Please prefix all image requests with https://lab.pikcells.com/code-exercise/images/
Sadly our database administrator didn't order the items in the json results, that's going to need sorting client side. Darn DB administrators right?
An example JSON output is:
{
"layers": [
{
"order": 0,
"items": [
{
"order": 1,
"name": "Almost Silly Silver",
"imgSrc": "BWK.jpg"
},
{
"order": 0,
"name": "Typically Pretty Blue",
"imgSrc": "hk9.jpg"
},
{
"order": 2,
"name": "Terribly Honest Black",
"imgSrc": "aDn.jpg"
}
]
},{
"order": 1,
"items": [
{
"order": 0,
"name": "Really Eloquent Blue",
"imgSrc": "0Og.png"
},
{
"order": 1,
"name": "Extremely Honest Silver",
"imgSrc": "2Ks.png"
},
{
"order": 2,
"name": "Terribly Confident Pink",
"imgSrc": "L99.png"
}
]
},{
"order": 2,
"items": [
{
"order": 2,
"name": "Too Melodic Silver",
"imgSrc": "jeb.png"
},
{
"order": 0,
"name": "Never Generous Silver",
"imgSrc": "VRC.png"
},
{
"order": 1,
"name": "Terribly Juicy Green",
"imgSrc": "58Z.png"
}
]
}
],
"default_configuration": [
2,
1,
0
]
}
This should render a menu like below.
Layer 0 <-- layers
------------
- Almost Silly Silver <--- items
- Typically Pretty Blue
- Terribly Honest Black *selected*
Layer 1
------------
- Really Eloquent Blue
- Extremely Honest Silver *selected*
- Terribly Confident Pink
Layer 2
------------
- Too Melodic Silver *selected*
- Never Generous Silver
- Terribly Juicy Green
Only one image/item per layer should be selectable and a visual cue should highlight the currently selected item.

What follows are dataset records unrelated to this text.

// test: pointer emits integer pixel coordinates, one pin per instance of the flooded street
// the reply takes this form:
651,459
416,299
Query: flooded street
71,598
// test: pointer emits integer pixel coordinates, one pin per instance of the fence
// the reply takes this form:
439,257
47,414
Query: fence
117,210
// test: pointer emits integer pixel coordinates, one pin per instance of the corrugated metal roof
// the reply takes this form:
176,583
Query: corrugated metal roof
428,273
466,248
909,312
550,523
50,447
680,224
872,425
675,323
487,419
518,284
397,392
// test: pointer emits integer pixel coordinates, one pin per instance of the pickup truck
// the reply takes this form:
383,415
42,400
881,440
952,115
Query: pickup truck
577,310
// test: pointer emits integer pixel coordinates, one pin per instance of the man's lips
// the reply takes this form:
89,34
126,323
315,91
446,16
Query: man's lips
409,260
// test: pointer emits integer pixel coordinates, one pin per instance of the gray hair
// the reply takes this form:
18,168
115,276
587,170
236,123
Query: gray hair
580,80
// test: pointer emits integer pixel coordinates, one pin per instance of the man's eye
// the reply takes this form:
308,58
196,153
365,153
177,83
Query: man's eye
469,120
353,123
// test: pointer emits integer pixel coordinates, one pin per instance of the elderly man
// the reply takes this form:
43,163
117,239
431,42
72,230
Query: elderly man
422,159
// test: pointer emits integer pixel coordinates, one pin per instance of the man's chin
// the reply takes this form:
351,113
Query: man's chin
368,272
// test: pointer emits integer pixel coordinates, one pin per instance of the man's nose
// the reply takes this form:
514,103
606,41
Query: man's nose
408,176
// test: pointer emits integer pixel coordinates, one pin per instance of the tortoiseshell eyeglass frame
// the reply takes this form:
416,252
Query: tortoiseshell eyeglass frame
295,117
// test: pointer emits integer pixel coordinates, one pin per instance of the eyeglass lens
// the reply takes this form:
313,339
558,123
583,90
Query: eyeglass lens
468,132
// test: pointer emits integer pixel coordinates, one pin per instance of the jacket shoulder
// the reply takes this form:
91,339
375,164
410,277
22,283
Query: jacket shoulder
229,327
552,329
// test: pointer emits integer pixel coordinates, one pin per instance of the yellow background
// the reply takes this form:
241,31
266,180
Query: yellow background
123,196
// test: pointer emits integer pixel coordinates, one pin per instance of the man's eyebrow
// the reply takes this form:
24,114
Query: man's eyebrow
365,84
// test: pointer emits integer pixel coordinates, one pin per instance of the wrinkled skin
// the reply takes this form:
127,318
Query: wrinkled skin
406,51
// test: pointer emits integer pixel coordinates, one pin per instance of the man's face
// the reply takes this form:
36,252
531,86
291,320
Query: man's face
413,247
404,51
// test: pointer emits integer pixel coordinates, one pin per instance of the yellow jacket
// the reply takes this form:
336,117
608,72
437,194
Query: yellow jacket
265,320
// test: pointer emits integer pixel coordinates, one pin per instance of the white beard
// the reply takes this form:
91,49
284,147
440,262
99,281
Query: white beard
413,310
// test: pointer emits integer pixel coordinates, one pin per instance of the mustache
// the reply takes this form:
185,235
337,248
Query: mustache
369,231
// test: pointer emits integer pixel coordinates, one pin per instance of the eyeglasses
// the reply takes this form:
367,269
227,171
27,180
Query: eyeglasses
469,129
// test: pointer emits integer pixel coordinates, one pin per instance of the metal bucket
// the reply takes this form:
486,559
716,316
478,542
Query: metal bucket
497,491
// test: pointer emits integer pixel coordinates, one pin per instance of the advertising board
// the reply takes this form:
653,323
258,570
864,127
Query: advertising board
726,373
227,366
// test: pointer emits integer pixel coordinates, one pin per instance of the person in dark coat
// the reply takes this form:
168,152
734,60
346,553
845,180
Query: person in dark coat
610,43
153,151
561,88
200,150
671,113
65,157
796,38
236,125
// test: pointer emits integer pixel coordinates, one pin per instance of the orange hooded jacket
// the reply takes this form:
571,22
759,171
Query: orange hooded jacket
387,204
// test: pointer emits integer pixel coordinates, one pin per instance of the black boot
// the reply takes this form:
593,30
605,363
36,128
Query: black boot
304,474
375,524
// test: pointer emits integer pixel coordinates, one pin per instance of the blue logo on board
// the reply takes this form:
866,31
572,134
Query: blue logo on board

The images are transparent and should be layered up by some means. The order of layering can be determined by the "layers" -> "order" property.
The json file will randomise the number of options, names and order on every fetch.
Both the images and JSON file have CORS access control headers set to all (*) origins.
The folders /exercise-src/data and /exercise-src/images are included only for reference purposes, your code should load the images and json file from our lab.pikcells.com server.
Please either
- compress your work into a single file and send a download link (Google Drive, dropbox, wetransfer etc) to [email protected]
- send us a link to a repository of your choosing.
You will always retain the ownership of code written for this test.